Article mis en ligne le 1er septembre 2020

Va-t-on assister à la fin de l’école, avec le développement des enseignements à distance différenciés selon les élèves ? Plusieurs enseignants, chercheurs et syndicalistes redoutent un abandon des enfants les moins favorisés.

« Une réussite. » C’est ainsi que le ministre de l’Éducation, Jean-Michel Blanquer, a qualifié l’enseignement à distance peu avant la fin du confinement [1]. La réalité vécue à hauteur d’enseignant, et d’élève, était moins idyllique… « Certains de mes étudiants étaient dans leur salle de bain pour les visioconférences, parce que c’était la seule pièce calme de la maison, rapporte Guillaume Sabin, enseignant en sociologie à l’université de Rennes I. D’autres n’avaient pas de connexion et écoutaient les cours via le téléphone qu’un ami posait près de son ordinateur. » Dans les quartiers populaires, certains enfants n’avaient qu’un smartphone pour trois, ou quatre, et pas d’imprimante.
Des inégalités abyssales (...)

Matériel numérique défectueux ou inexistant, espaces insuffisants et peu confortables, absence d’adultes compétents pour épauler les élèves : une proportion non négligeable d’élèves ont décroché pendant cette période de confinement – 4 %, soit 500 000 élèves, selon le ministre de l’Éducation, qui concède que cette moyenne cache d’importantes disparités.

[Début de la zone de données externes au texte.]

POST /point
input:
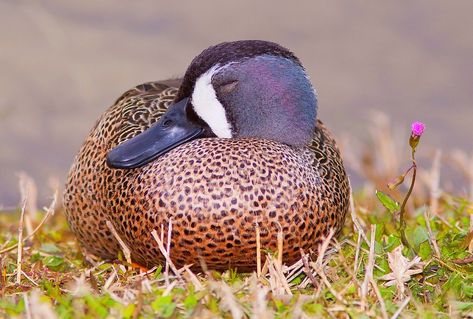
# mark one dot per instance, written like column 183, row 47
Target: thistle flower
column 417, row 128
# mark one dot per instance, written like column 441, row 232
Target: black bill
column 173, row 129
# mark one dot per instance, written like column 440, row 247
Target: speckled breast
column 215, row 192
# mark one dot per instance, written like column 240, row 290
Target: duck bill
column 173, row 129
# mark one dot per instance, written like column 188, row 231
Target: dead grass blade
column 20, row 243
column 165, row 254
column 124, row 247
column 49, row 212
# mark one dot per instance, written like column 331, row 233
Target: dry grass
column 365, row 273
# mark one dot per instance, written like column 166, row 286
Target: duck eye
column 228, row 87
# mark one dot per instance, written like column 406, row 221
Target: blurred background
column 63, row 63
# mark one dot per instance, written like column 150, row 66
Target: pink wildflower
column 417, row 129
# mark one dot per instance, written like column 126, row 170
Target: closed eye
column 228, row 87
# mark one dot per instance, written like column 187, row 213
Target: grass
column 364, row 273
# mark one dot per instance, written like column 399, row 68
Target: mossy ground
column 57, row 280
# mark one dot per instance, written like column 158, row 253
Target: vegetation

« L’usage massif du numérique a mis en évidence les inégalités qui sévissent habituellement dans la société, et qui sont, un peu, amoindries par l’école, pense Véronique Decker. Il y a plus de différences entre un gamin seul face à un écran de smartphone cassé et un autre qui travaille au calme avec un précepteur – certaines familles ont embauché des enseignants privés pendant la période – qu’entre l’école la moins bien équipée et une école très confortable », précise-t-elle. (...)

Conserver du commun pour réduire les inégalités

« L’outil numérique, en soi, n’est pas un problème, précise Véronique Decker. Mais il faut qu’il soit un outil mutualisé de l’école. À partir du moment où les outils sont personnels, on aggrave les injustices sociales. Contrairement à ce que pensent beaucoup d’intellectuels parisiens, la plupart des gens, en France, n’ont pas les moyens de s’équiper. » (...)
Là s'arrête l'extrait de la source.